What We Might Learn From China

James Liu works for Oak Pacific Interactive, a very large Chinese internet company that owns the social network Xiaonei -- which, with over 40 million users, is often compared to Facebook.

"China is a very unique market in the world," he observed. In the view of OPI's chairman Joe Chen, as quoted by Liu, "Communities are becoming more gaming-like, and games are becoming more community-like."

To that end, said Liu, "One of the things we do differently from any of the companies in this panel. We're one of the very few companies in the world who has a social gaming platform and close to 400 people dedicated to MMO development in-house." This MMO is integrated directly into the social network via API.

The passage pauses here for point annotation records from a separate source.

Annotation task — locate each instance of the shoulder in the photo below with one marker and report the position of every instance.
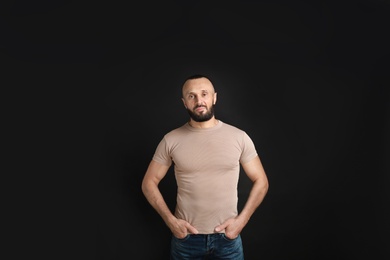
(232, 128)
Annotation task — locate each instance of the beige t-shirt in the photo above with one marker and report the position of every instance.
(207, 165)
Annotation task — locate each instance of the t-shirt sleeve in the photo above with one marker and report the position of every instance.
(248, 149)
(161, 154)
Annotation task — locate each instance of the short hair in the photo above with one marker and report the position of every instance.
(198, 76)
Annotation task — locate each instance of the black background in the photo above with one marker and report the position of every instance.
(95, 86)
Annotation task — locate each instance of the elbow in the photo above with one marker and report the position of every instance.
(144, 187)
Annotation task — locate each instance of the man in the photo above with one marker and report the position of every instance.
(206, 154)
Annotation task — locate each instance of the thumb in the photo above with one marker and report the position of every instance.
(191, 229)
(221, 227)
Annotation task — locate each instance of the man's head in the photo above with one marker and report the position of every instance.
(199, 97)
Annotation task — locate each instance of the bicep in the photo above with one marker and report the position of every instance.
(254, 169)
(155, 172)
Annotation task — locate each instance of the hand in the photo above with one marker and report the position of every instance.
(181, 228)
(233, 227)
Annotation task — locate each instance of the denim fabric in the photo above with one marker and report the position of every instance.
(206, 246)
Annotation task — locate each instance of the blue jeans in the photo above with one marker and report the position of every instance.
(208, 246)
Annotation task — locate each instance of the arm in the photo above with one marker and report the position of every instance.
(255, 171)
(154, 174)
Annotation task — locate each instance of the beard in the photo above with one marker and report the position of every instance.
(202, 117)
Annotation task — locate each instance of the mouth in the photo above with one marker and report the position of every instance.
(199, 109)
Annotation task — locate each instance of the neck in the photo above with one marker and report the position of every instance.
(206, 124)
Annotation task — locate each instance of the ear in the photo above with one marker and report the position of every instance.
(184, 103)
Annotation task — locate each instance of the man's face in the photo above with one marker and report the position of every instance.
(199, 99)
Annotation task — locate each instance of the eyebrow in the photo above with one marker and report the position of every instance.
(191, 92)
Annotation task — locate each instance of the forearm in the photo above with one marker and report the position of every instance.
(256, 196)
(156, 200)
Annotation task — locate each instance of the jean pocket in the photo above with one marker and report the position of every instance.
(229, 239)
(182, 239)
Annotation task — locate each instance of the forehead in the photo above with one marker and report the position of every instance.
(197, 85)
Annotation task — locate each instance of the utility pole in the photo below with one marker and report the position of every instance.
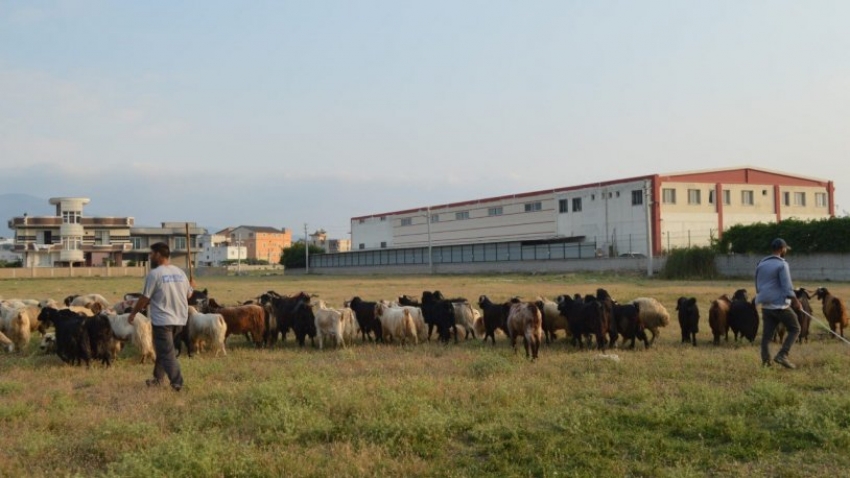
(428, 220)
(648, 208)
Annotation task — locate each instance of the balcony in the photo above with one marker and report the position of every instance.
(71, 256)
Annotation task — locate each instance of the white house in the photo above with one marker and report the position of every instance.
(620, 216)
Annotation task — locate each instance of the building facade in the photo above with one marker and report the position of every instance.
(216, 250)
(70, 238)
(621, 217)
(260, 242)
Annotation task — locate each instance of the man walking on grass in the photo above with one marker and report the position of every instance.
(775, 293)
(167, 290)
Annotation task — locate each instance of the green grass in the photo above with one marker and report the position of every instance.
(430, 410)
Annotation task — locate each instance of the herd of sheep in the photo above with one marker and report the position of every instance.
(88, 327)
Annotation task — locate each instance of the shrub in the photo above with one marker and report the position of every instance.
(691, 263)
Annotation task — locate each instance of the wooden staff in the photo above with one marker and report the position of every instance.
(188, 253)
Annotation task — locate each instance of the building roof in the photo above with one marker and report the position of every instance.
(734, 175)
(228, 230)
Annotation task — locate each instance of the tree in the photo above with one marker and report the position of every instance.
(293, 256)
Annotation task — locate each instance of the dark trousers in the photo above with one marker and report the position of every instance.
(166, 361)
(771, 319)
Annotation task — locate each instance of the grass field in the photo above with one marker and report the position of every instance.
(432, 410)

Other concepts OPI works with are more familiar to U.S. social networking companies, though the situation is slightly different in that the company itself operates the games. OPI monitors user behavior and suggests new games in the users' newsfeed, and its user base is also integrated across multiple OPI platforms; none of the U.S. companies currently operate multiple networks.

One notable observation Liu made was about the reading material the OPI engineers have by their desks.

"These guys are [engineering] PhDs from top-notch schools, but they study economy right now," as well as psychology, he said: all the better to understand and motivate user behavior in social networks.